Previous generation movement monitoring and fitness tracking devices generally enabled only a tracking of activity that accounts for total calories burned. One issue with currently available fitness tracking devices is that they do not account for the performance state of the user in a scientific, user-specific way. Another issue is that currently available solutions do not account in a precise manner for the health and performance benefits of sustained activity.

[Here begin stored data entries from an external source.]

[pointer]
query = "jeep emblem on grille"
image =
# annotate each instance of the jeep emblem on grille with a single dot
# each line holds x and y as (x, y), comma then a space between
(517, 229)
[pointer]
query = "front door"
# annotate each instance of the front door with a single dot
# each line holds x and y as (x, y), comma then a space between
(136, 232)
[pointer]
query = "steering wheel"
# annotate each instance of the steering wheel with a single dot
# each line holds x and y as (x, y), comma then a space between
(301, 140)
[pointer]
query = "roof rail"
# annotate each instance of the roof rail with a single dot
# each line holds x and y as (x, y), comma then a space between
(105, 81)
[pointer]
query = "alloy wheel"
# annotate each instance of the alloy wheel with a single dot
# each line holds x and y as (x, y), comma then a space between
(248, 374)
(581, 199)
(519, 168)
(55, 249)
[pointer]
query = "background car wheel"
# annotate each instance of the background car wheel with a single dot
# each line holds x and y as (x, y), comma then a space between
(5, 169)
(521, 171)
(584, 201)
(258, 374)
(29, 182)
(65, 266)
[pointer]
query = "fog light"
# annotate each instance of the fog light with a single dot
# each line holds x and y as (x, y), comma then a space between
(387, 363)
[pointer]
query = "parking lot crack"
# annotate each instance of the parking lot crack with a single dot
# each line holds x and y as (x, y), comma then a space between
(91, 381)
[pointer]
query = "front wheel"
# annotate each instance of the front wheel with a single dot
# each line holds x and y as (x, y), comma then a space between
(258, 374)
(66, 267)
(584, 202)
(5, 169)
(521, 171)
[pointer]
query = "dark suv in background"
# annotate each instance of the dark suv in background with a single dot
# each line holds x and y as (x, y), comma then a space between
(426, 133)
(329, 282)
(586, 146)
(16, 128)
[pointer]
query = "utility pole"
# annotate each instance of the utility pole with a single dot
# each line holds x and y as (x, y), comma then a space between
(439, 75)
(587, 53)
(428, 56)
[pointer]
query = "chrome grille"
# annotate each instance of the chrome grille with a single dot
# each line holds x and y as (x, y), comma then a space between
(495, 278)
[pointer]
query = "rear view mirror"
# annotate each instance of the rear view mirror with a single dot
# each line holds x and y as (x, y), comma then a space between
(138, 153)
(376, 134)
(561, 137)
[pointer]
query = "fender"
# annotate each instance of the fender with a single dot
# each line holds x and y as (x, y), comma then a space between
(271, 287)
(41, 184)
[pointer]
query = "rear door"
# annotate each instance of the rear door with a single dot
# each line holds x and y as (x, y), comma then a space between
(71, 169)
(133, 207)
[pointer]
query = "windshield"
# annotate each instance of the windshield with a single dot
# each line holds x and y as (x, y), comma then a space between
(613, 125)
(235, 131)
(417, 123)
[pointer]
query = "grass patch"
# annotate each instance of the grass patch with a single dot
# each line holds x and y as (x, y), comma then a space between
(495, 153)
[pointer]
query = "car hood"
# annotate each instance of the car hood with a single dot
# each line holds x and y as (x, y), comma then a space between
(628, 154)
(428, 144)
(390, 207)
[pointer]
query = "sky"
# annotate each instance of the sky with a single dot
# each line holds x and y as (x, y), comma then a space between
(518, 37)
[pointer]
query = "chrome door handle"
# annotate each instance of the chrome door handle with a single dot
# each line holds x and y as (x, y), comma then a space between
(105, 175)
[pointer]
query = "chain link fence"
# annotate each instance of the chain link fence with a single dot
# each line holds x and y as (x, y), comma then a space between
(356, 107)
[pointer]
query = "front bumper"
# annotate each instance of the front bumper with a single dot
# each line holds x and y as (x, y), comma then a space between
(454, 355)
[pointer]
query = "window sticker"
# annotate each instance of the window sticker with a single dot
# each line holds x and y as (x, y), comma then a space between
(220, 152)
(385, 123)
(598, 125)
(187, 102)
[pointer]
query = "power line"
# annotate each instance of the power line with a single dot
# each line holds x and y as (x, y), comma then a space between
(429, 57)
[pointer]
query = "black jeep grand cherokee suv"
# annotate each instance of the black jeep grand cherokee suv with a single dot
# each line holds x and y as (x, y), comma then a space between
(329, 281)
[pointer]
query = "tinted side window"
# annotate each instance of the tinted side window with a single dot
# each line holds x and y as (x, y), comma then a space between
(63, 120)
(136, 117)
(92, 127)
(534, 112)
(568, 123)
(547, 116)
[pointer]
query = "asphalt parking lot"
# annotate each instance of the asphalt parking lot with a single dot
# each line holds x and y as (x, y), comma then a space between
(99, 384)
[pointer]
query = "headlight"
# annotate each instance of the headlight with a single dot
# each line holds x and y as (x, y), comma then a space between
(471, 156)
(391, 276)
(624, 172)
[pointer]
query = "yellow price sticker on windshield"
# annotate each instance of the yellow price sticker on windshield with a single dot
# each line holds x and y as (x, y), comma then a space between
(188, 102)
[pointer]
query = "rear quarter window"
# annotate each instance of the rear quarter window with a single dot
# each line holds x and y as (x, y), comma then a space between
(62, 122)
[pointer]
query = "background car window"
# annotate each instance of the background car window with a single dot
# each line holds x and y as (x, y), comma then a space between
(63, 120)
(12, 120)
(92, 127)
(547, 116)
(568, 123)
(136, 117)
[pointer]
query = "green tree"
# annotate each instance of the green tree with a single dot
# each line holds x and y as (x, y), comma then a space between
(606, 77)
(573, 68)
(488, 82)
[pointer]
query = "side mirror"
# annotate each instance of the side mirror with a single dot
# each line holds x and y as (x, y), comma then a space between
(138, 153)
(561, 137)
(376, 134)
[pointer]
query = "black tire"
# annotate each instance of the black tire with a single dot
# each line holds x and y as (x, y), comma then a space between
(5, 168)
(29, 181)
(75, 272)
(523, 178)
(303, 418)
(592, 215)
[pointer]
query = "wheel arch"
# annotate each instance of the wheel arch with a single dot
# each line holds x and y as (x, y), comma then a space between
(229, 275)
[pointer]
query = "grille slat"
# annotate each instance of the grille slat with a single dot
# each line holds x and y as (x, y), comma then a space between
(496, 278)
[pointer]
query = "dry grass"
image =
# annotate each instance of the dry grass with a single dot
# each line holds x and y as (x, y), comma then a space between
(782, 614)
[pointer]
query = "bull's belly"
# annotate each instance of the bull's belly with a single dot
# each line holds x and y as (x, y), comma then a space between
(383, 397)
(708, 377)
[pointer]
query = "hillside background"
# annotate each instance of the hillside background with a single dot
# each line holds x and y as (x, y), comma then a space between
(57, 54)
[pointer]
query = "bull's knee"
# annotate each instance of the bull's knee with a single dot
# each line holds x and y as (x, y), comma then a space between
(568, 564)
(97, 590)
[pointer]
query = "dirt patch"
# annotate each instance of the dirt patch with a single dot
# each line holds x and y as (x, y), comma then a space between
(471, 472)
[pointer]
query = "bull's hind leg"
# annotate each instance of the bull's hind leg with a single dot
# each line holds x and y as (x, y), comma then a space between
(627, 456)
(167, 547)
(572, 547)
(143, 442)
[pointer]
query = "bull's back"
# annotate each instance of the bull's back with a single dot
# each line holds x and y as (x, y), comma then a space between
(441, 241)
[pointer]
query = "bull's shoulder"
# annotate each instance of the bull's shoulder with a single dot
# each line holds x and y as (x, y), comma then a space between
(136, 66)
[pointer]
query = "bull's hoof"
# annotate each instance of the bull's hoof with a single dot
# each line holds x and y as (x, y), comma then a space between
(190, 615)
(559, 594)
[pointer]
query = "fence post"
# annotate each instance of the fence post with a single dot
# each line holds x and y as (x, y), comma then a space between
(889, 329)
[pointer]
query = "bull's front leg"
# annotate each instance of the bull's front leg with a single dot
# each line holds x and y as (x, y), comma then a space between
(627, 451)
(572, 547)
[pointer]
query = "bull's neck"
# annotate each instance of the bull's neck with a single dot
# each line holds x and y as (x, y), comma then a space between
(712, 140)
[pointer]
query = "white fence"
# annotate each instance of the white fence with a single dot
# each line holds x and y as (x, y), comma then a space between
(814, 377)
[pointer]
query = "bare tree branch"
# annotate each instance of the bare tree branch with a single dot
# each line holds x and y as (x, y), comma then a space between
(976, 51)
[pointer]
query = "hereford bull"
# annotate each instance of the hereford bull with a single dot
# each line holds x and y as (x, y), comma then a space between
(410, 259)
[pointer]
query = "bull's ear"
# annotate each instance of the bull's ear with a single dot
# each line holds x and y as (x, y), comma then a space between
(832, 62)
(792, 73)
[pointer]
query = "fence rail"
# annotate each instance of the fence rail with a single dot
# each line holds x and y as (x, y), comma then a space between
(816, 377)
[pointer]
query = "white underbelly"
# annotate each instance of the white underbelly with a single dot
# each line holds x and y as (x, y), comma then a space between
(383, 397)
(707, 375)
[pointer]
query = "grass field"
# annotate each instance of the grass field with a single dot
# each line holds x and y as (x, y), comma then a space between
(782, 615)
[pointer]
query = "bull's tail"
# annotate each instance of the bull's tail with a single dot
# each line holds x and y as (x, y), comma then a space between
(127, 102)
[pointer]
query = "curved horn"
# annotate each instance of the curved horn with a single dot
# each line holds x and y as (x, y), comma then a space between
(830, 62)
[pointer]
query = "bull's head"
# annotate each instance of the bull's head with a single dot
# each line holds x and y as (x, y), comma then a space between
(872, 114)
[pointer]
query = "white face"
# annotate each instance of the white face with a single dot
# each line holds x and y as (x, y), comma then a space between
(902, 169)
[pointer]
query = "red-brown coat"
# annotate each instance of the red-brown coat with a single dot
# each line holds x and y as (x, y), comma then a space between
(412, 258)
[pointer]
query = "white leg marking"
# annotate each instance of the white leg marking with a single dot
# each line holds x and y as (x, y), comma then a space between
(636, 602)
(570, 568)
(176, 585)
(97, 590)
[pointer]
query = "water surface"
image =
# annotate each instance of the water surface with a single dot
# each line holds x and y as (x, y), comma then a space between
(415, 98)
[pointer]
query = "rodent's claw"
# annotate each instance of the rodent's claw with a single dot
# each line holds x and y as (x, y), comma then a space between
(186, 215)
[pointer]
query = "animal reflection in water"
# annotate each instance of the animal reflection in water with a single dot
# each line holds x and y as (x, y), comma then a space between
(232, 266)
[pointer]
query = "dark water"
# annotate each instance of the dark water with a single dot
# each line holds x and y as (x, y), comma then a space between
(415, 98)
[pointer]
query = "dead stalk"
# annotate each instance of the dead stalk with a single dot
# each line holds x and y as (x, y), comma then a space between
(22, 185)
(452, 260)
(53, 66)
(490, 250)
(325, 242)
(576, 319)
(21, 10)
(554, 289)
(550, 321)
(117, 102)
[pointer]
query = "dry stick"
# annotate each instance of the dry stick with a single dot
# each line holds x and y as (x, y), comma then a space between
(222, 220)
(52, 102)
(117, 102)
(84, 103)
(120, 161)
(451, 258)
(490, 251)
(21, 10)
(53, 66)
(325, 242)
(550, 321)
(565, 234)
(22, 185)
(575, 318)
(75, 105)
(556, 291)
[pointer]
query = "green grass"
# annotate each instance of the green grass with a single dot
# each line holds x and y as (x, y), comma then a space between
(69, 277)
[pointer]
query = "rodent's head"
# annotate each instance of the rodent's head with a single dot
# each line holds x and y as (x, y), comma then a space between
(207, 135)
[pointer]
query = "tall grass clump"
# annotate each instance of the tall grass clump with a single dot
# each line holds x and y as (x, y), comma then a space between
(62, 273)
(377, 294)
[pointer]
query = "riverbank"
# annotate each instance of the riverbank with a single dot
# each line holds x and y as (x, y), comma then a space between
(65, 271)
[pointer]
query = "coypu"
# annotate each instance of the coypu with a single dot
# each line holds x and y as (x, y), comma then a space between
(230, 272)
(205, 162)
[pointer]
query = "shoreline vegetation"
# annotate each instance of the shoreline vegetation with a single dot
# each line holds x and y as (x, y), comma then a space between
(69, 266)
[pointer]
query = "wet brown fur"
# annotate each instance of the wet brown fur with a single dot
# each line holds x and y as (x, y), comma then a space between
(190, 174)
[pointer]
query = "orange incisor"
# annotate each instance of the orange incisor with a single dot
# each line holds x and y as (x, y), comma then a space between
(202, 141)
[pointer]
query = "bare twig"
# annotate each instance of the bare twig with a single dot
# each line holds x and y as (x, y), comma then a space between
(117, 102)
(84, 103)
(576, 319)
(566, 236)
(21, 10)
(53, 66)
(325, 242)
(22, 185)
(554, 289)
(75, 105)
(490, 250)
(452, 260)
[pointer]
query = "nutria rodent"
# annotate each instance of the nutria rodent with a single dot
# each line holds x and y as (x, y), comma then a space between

Additionally, understanding the effects of physical activity on biological age is becoming more important to many health conscious consumers. Biological age is essentially a person's actual age weighted by factors effecting that person's longevity. For example, factors such as gender, ethnicity, health, eating habits, stress levels, sleep habits, and exercise habits may increase or decrease a person's life expectancy. Biological age may change over time based on changes to any of these factors. Currently available technologies typically only measure biological age based on user input, and are not capable of tracking or monitoring biological age over time based on both user input and measured parameters. In particular, heart rate variability is a measurable parameter and is known to correlate to physiological resilience and behavioral flexibility, which are both important factors in determining biological age. However, currently available technologies do not leverage heart rate variability measurements, or other biological age determining factors measurable by activity monitoring devices, that could be used to semi-automate biological age tracking.
In view of these drawbacks, there exists a long-felt need for fitness monitoring devices capable of combining user input with measured factors, including heart rate variability, to display and track changes in biological age over time.